There is wonderful exhibit there of illuminated Medieval manuscripts. I went on the recommendation of a nice fellow who gave me a ride into town from LaGuardia.
Stunning.
In the new acquisitions exhibit, here are a few things I found.
A manuscript page of an untitled story by Ernest Hemmingway (1947)
Artist Arthur Getz’s sketchbook from 1948-58 of covers for New Yorker.
A playbill of the 1788 Leipzig performance of Mozart’s Il dissoluto punito o sia D. Giovanni.
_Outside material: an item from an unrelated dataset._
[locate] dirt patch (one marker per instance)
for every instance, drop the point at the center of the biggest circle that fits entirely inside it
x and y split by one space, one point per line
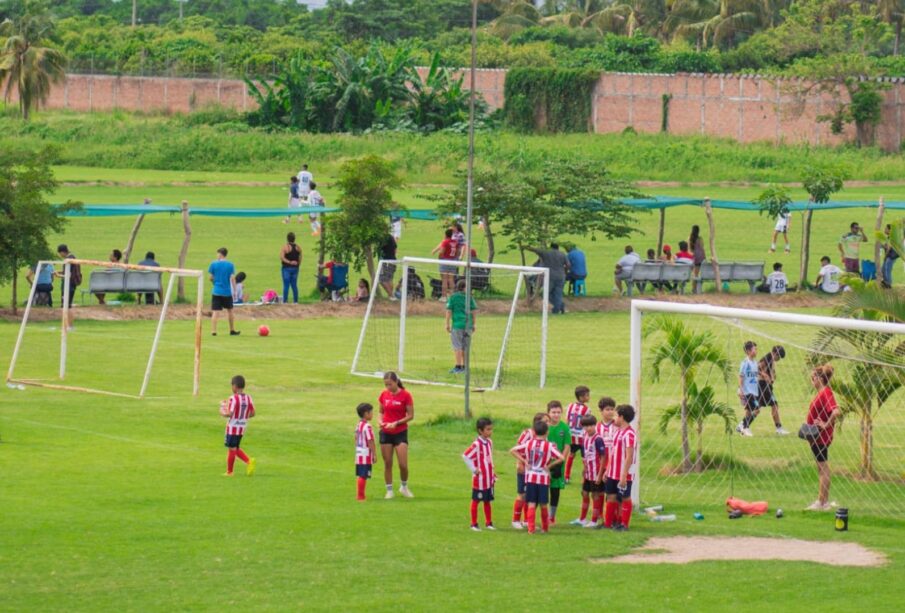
687 549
A score of Meistersinger marked up by Wagner.
Letters of Oscar Wilde.
A typewritten letter of TS Eliot from 1929 to a friend, a roomate from college. Some rather funny but scatological verse was included. Also the detail: "the Criterion is sent to you with invoice. Yes, it still exists, in spite of various vicissitudes; and the Pope, Ramsey Mac, and Herbet Hoover are said to tear it open with trembling fingers once every three months."

A page a story by Bernard Malamud, marked up and edited by him with changes. Fascinating.
A first printing from 1567 of the Missa Papae Marcelli by Palestrina.
An autograph photo and page of Yeats.
A letter of Charles Dawin eight years after Origin, in which he claims that his views will be universally accepted.
A 1536 printing of Bede’s
Opuscula cumplura.
Seven photos of Mark Twain in a rocking chair on his porch which he wrote on as a series showing, like a story board, Twain having a moral debate with himself.
A scale survey map of London and Southwark from 1748.
Sketches by Degas, Mattisse, Toulouse-Laurtrec and many other artists.
Dylan Thomas’s hand written draft of "In the white giant’s thigh", close to the end of his life.
A singed ms page of Charles Dickens "Evenings of a working man" from 1844.
Dante Gabriel Rosetti’s letter to introduce himself and his poetry to Leigh Hunt, a friend of Keat, Shelley, and Byron. 1847
Robert Frost’s note to Conrad Aiken about his upcoming visit… and tennis.
A 1743 wordbook of London performance of the Messiah.
A manuscript page of the second movement of the 7th Symphony by Beethoven from 1812.
A letter of Vincent van Gogh to Paul Gauguin 1888 about an upcoming visit of the latter. It has sketches of a sitting room. He writes, "I often don’t know what I am doing, working almost like a sleepwalker."
How about this…
A handwritten manscript by Frederik the Great of his refutation of Machiavelli’s The Prince. But WAIT! There’s more! It is marked up by Voltaire, to whom Frederick had sent it for corrections and suggestions. COOL?

At the closing of the Library, I met a priest friend who was kind enough to take me out to supper at a superb country-style French place. I had duck with orange sauce and a gentle Cote du Rhone. The duck was tender with just the right amount of fat. It came with green beans and a little mix of rice and wild mushrooms.